Swordfights: 1. Yara and the Greyjoy men vs. Ramsay and the Bolton men—though there were some axes and maces in the mix as well.
Boobs: 10. 8 at the Braavosi brothel where Davos finds his old partner in crime, the pirate Salladhor Saan; and 2 at the Dreadfort, where Ramsay is having chokey sex with that one creepy lady (because it’s Ramsay, and of course he’s into that kind of crap).
Moment of badass: Peter Dinklage acted the hell out of Tyrion’s trial-culminating speech, in which he viciously told off every single miserable jerkwad in King’s Landing, and then demanded a trial by combat. “Watching your vicious bastard die gave me more relief than a thousand lying whores!” Gauntlet. Thrown.
Effed up thing of the week: Sure, Theon’s a traumatized mess and all, but Yara abandoning her brother to his torturers after she saw how broken he was? That’s cold, bro.
New faces: Two. Tycho Nestoris of the Iron Bank of Braavos (played by Sherlock’s Mark Gatiss), who couldn’t give two farts about all the power struggles in Westeros; and Hizdahr zo Loraq, a young Meereenese nobleman whose father was murdered at Dany’s orders. Keep an eye on these guys—they’ll both be important later.
What we liked: We missed you, Tyrion! After a few weeks cooling his heels in the dungeons of the Red Keep, the Imp was back center stage and at his self-destructive finest.
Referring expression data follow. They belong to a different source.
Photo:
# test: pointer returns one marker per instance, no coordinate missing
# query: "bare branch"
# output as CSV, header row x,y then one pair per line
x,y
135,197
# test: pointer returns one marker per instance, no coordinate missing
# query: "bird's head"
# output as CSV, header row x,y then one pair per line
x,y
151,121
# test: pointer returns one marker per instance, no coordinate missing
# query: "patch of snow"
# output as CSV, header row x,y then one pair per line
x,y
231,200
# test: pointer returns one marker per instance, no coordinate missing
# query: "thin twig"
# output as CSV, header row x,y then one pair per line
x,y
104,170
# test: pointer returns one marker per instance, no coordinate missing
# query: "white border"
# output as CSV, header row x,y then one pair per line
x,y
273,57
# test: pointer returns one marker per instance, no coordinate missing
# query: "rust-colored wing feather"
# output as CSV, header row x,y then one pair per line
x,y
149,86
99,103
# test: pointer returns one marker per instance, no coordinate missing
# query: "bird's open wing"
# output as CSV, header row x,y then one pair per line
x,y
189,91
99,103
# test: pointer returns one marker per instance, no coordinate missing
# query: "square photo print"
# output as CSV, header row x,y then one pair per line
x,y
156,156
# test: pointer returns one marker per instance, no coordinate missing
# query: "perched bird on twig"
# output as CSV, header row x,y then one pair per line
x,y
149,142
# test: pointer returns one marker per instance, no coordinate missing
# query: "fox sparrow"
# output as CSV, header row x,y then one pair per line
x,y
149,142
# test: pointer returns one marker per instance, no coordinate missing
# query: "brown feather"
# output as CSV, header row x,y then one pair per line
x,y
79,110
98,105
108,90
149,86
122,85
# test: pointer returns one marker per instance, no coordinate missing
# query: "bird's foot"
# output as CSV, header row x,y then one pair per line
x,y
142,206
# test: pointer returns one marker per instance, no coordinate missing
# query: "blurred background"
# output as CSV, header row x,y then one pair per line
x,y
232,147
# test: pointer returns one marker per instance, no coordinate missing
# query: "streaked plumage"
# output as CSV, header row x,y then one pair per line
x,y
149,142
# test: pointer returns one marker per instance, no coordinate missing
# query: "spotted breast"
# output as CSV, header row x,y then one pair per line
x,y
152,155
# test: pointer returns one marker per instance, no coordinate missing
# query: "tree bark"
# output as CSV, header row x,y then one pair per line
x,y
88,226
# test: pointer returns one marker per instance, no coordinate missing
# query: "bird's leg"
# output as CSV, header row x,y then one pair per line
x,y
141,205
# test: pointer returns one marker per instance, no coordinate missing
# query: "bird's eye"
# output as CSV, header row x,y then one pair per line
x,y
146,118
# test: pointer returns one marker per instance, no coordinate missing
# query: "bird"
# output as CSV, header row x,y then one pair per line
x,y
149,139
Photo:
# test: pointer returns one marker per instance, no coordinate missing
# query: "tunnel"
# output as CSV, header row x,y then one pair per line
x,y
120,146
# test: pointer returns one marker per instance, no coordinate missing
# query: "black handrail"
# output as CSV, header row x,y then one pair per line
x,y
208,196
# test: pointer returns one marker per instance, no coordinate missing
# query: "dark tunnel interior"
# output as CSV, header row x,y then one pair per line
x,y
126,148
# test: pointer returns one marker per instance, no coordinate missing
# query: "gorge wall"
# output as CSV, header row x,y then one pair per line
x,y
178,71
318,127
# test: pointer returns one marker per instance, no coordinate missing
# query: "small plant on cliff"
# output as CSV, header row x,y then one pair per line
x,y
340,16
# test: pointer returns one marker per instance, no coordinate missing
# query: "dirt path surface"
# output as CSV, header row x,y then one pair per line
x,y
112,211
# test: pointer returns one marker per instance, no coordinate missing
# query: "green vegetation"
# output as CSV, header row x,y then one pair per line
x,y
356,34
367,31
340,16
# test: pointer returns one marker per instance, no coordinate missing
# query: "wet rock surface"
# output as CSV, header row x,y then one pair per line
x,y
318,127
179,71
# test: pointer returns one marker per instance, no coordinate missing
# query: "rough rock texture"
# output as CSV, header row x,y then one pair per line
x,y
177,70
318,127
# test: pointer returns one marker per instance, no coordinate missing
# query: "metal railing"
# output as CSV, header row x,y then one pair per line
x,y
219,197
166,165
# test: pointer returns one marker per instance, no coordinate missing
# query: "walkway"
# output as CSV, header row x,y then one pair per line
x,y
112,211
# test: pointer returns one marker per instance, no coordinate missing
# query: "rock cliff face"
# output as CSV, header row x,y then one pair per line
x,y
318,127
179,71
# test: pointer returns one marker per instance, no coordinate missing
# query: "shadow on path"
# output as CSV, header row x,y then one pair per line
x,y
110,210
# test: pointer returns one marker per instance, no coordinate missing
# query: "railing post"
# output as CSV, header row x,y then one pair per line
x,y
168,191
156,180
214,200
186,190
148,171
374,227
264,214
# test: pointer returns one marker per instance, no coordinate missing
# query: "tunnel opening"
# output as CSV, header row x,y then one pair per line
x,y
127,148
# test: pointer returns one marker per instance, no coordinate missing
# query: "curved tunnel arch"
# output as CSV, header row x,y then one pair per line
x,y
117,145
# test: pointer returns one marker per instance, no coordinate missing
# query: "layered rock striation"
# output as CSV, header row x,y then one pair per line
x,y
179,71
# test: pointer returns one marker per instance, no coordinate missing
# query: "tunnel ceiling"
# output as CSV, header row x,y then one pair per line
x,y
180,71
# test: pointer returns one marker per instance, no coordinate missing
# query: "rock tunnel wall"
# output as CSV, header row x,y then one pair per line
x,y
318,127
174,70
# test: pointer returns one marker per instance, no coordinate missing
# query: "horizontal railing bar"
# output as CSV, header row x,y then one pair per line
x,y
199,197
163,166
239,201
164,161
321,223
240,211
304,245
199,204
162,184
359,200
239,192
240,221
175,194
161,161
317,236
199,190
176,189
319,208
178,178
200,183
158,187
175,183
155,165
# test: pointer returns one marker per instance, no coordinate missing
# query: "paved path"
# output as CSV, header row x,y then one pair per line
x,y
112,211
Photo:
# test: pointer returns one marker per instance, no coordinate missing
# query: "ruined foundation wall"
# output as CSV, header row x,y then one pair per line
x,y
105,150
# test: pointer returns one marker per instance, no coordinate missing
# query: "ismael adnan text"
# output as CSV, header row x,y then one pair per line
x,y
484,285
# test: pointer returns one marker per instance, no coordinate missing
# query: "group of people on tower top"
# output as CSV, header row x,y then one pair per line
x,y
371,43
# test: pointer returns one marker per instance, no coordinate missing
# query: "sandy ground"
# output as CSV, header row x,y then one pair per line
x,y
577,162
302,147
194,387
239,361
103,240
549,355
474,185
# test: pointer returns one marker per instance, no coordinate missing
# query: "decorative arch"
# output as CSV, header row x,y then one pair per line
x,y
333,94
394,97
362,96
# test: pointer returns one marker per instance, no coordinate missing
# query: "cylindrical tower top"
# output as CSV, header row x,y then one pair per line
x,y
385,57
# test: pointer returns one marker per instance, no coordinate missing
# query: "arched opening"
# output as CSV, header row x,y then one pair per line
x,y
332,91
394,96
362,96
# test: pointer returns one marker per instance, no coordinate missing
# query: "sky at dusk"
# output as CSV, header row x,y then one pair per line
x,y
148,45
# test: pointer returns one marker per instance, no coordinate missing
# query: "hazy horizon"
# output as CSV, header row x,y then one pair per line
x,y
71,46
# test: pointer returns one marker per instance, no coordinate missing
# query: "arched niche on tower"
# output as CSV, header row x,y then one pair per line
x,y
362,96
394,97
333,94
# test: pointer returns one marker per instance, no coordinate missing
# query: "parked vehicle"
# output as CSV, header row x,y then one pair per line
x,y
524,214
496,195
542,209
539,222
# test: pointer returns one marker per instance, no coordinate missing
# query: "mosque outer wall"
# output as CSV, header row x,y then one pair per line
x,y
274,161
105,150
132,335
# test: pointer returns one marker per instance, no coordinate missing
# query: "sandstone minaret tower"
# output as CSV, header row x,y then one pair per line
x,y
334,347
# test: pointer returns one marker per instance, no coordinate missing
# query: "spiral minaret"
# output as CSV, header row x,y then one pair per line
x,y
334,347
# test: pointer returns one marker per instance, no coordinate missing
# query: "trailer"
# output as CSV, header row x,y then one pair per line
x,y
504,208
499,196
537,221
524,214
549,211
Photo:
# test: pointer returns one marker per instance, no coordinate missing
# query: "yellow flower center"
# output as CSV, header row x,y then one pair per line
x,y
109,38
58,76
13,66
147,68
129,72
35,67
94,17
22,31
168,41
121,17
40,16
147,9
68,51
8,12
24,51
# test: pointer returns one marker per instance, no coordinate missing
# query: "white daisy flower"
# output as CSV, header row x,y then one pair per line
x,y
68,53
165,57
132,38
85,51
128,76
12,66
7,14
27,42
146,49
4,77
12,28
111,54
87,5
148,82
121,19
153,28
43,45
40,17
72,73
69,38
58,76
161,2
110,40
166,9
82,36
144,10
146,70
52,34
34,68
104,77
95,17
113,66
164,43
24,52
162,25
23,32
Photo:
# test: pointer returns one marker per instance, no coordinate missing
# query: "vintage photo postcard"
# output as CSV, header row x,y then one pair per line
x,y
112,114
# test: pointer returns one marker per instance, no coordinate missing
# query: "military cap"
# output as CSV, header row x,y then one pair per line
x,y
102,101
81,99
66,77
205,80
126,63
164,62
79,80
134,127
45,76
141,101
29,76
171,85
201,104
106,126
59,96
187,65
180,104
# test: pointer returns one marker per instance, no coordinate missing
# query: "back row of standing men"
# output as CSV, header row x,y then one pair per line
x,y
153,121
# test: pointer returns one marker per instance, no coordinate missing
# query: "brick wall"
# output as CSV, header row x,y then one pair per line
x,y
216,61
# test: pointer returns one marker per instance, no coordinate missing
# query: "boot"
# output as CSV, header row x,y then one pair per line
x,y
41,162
We also got a glimpse behind Varys’s impenetrable mask, when he told Oberyn that his lack of sexual desire leaves him free to play the game (of thrones!) without distractions. If Theon ever makes it out of the Dreadfort, Varys really oughta give him lessons on how to make the most of being a eunuch.
What we didn’t like: With Joffrey out of the picture, we’d hoped that the show would cut back on gratuitous displays of sadism. No such luck: Now they’re training a close-up lens on the even more loathsome Ramsay. Do we really need to see the whole sick show every time he has gross sex or forces Theon to strip? Enough already.
Oh, the Iron-y: George R.R. Martin is a big fan of iron, so much so that practically everything in his books is made of the stuff. We saw three in this episode, all unrelated to each other, so we thought we’d clear up any potential confusion:
– The Iron Bank is a financial institution in the Free City of Braavos (think: Venice, only with more dueling) that loans money all over the world, and will mess you up if you don’t pay it back on time. The Lannisters are deep in debt to these guys, and Davos just secured a massive loan from them to back Stannis’s cause.
– The Ironborn are folks who live on the barren rocks off the northwest coast of Westeros called—you guessed it—the Iron Islands. They live a brutal Vikings-meet-pirates existence and are ruled by the Greyjoys, the house that Theon and Yara hail from.
– The Iron Throne is the giant, pointy chair that’s the seat of the ruler of the Seven Kingdoms, located in King’s Landing. It’s made of the swords of the Targaryens’ vanquished enemies, forged in dragon fire. It’s not comfy—so not comfy, in fact, that past kings have been known to cut themselves on its edges.